Eks Penasihat KPK: Tambang RI Dikuasai Oligarki dan Asing

Bekasi, Rasilnews – Mantan Penasihat Komisi Pemberantasan Korupsi (KPK), Abdullah Hehamahua menyebut tambang di Indonesia dikuasai oligarki. Hal ini membuat penduduk asli daerah lokasi tambang tersebut tidak menikmati hasilnya.

Abdullah mengatakan, salah satu sebab adanya mafia tambang di negeri ini dikarenakan pemerintah memberikan karpet merah bagi pekerja asing. Kemudian karena adanya praktik korupsi dalam pengelolaan tambang tersebut.

“Bagaimana pemerintah memberikan karpet merah pada tenaga asing masuk sehingga penduduk asli menganggur, tidak ada pekerjaan. Tambang-tambang itu seharusnya sudah kembali menjadi milik negara tapi karena adanya korupsi sehingga dikuasai oleh oligarki tertentu,” ujar Abdullah dalam wawancara Topik Berita Radio Silaturahim AM 720Khz, Bekasi pada Jumat (2/12) pagi.

Sebelumnya, Menteri Koordinator Bidang Politik, Hukum dan Keamanan (Menko Polhukam) Mahfud MD menyebut korupsi yang terjadi di sektor pertambangan sangat banyak jumlahnya.

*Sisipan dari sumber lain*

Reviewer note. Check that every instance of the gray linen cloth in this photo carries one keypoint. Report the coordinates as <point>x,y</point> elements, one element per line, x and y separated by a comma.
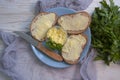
<point>19,62</point>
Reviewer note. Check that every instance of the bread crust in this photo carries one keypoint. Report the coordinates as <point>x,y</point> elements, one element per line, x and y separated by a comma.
<point>36,17</point>
<point>77,60</point>
<point>76,31</point>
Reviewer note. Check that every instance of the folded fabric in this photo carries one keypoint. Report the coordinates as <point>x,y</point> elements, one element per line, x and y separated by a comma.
<point>19,62</point>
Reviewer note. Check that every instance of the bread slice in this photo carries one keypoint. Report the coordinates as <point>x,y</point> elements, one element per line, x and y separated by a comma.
<point>73,48</point>
<point>75,23</point>
<point>41,23</point>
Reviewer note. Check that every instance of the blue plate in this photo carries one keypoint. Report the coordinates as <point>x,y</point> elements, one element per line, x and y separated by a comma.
<point>50,62</point>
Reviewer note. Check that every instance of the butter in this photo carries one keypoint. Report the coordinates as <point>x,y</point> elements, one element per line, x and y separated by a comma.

“Korupsi sektor pertambangan memang luar biasa,” dikutip dari cuitan akun Twitter Mahfud MD, Selasa (8/11).

Menurut Abdullah, maksud pernyataan Mahfud MD itu ialah tambang Indonesia tidak dimiliki oleh negara secara penuh sehingga tidak bisa dinikmati oleh rakyat Indonesia karena sudah dikuasai oligarki.

“Itu yang dimaksud Mahfud MD, bahwa kongkalikong soal minerba, tambang itu luar biasa, dan tidak bisa dimiliki oleh rakyat, oleh APBN karena dikuasai oligarki,” ujar mantan Wakil Ketua Pemeriksa Kekayaan Penyelenggara Negara (PKPN) itu.

Oleh karena itu, sambung Abdullah, UU Minerba yang saat ini digunakan, yaitu UU nomor 3 tahun 2020 tentang Pertambangan Mineral dan Batu Bara (UU Minerba) harus ditinjau kembali.

UU tersebut diketahui banyak menuai kritik bahkan digugat ke Mahkamah Konstitusi (MK) beberapa kali. Pemerintah kemudian berencana melakukan perubahan pada UU Minerba dan seharusnya selesai tahun ini, tapi kemudian ditunda hingga 30 tahun.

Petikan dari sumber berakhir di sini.